First of, I am using the Y axis as up and down.

I am trying to calculate 4 points of a square in three dimensional space that is perpendicular to a line formed by two given points. This square must be:

  1. Perpendicular to the line defined by two given points
  2. Of thickness (or width/length) 1
  3. aligned so that two sides are always perpendicular to the Y axis

I have tried coding this myself, and i somewhat succeeded, but it is not exactly what i wanted. Here is a code snippet of what i have:

Note: Vert is a class that stores a coordinate in 3 variables, x, y, and z. FourVert is a class that stores 4 Verts, and the constructor is what i am trying to develop. The two Vert parameters are the given points, and the float t is the thickness or separation required between the output 4 points. Add is a function that add the given Vert's coordinate value as an offset to all 4 points of the FourVert. This is only used to reposition the points on the right place, the first Vert. I might have weird naming conventions, but i write it in a way that i understand it.

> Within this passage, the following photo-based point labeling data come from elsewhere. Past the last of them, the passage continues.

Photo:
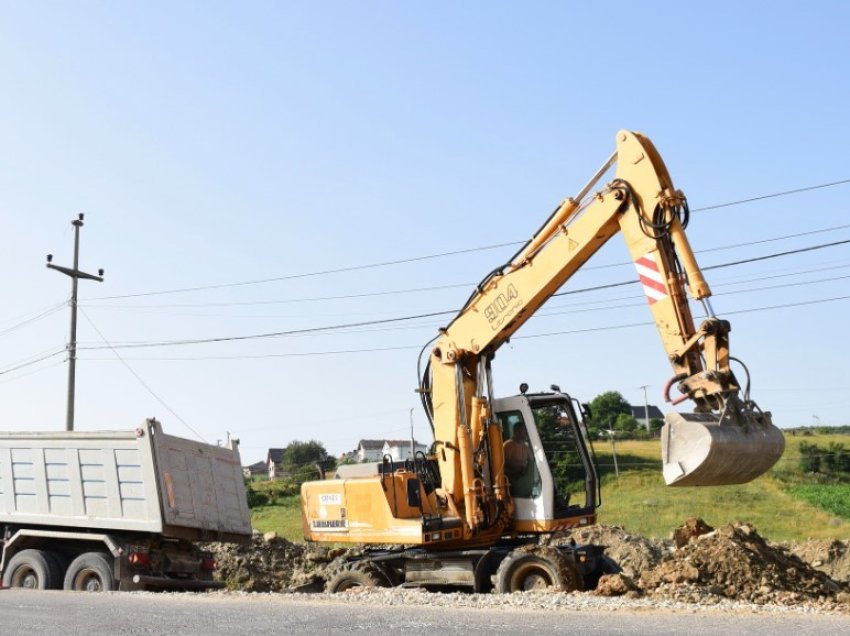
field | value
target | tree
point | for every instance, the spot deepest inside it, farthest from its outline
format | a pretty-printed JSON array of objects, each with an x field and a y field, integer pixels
[
  {"x": 300, "y": 460},
  {"x": 607, "y": 407},
  {"x": 809, "y": 458}
]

EDIT: Added comments as requested in the comments. (No pun intended)

public FourVert(Vert V1, Vert V2, float t)
{
    float dx = V2.x - V1.x; //Position our points at the origin to convert into
    float dy = V2.y - V1.y; //polar coordinates using Math.atan2();
    float dz = V2.z - V1.z;
    float d = (float) Math.sqrt(dx*dx+dz*dz); //Get the lateral distance to use
    float axz = (float) -Math.atan2(dx, dz);  //in relation with the y value to
    float ady = (float) Math.atan2(d, dy);    //calculate the altitude angle
    float px = (float) (Math.cos(axz) * t);
    float py = (float) (Math.cos(ady + 1.570796327) * t); //add half PI
    float ny = (float) (Math.cos(ady - 1.570796327) * t);
    float pz = (float) (Math.sin(axz) * t);
    v1 = new Vert(px, py, pz);   //Use the calculated values to produce 4 points
    v2 = new Vert(-px, py, -pz); //v1, v2, v3, and v4 are our Vert fields of the
    v3 = new Vert(-px, ny, -pz); //FourVert class
    v4 = new Vert(px, ny, pz);
    add(V1); //take our FourVert back to where we want it, not on the origin.
}

I already have the rendering taken care of, and i know it works well because i have tested it with givens.

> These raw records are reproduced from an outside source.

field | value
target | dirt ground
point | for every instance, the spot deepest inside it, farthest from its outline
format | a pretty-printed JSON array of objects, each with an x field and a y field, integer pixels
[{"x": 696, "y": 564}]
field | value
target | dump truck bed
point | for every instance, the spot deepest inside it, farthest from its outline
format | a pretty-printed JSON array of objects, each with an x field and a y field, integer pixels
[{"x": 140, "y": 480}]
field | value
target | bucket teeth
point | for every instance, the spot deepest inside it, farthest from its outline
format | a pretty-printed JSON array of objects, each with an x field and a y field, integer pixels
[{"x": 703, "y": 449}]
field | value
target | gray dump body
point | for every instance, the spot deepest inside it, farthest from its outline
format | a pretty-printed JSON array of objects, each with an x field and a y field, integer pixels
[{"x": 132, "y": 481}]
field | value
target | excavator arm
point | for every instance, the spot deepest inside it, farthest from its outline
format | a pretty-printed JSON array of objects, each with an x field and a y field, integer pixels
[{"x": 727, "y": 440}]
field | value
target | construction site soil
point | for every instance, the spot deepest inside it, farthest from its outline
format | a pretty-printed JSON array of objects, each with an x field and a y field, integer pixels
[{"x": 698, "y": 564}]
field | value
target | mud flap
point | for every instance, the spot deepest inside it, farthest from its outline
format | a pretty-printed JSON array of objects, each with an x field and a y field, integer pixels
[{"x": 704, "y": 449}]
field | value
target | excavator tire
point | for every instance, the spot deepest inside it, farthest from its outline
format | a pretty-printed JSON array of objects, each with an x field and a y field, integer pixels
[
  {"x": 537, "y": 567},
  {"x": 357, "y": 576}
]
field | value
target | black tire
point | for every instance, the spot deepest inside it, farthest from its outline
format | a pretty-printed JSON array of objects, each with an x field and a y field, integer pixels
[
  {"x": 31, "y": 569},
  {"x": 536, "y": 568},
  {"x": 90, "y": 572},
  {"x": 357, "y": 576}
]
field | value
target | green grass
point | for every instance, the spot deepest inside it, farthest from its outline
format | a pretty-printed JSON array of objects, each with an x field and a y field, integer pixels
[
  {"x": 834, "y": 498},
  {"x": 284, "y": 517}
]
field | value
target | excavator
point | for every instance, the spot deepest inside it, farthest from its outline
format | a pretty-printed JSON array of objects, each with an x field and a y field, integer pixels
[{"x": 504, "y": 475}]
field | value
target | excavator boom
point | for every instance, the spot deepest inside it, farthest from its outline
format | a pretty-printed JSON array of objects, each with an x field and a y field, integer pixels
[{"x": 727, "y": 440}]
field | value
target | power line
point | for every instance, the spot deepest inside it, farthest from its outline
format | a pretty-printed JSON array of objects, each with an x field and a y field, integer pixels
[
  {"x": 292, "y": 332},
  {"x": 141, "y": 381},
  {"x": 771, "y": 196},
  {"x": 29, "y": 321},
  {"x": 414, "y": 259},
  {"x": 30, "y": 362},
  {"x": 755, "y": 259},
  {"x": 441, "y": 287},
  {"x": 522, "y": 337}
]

What works here is the azimuth values, they function perfectly (Lateral movement). The vertical movement, or altitude, or 'pitch' does not function correctly. I have tried many other ways to do this to no avail.

The problem/part that is not working is here I think:

    float py = (float) (Math.cos(ady + 1.570796327) * t);
    float ny = (float) (Math.cos(ady - 1.570796327) * t);

This is a lot of trigonometry for me and I am driving myself crazy. Thanks in advance.

My code might look inefficient but optimization comes afterwards, I need to get it functioning first and then i can optimize I want.

share|improve this question
    
Just a suggestion, try commenting your code a bit to give yourself and others a clue what you are doing in a particular line or section of code. A comment ever 3-4 lines can be useful in this sort of code. –  mrjoltcola Apr 22 at 0:13
    
@mrjoltcola Done. :) –  Rodolvertice Apr 22 at 0:34
    
Good job. See, that, right there, is an order of magnitude of improvement in clarity. No trigonometry required. +1 for improving the question. :) –  mrjoltcola Apr 22 at 1:04

1 Answer 1

up vote 0 down vote accepted

I'd avoid all that trigonometry. For one of the edge directions, you want a vector which is at the same time perpendicular to V1V2 and to the Y axis. The cross product can be used to obtain a vector which is perpendicular to two given ones. So you compute it like this:

[ 0 ]   [ x2 − x1 ]   [ z2 − z1 ]   [  dz ]
[ 1 ] × [ y2 - y1 ] = [    0    ] = [  0  ] = w₁
[ 0 ]   [ z2 - z1 ]   [ x1 − x2 ]   [ −dx ]

For the second edge direction, you want to be perpendicular to that first one, and also perpendicular to V1V2 again. So the same story:

[  dz ]   [ dx ]   [    dx*dy    ]    [ ex ]
[  0  ] × [ dy ] = [ − dx² − dz² ] =: [ ey ] = w₂
[ −dx ]   [ dz ]   [    dz*dy    ]    [ ez ]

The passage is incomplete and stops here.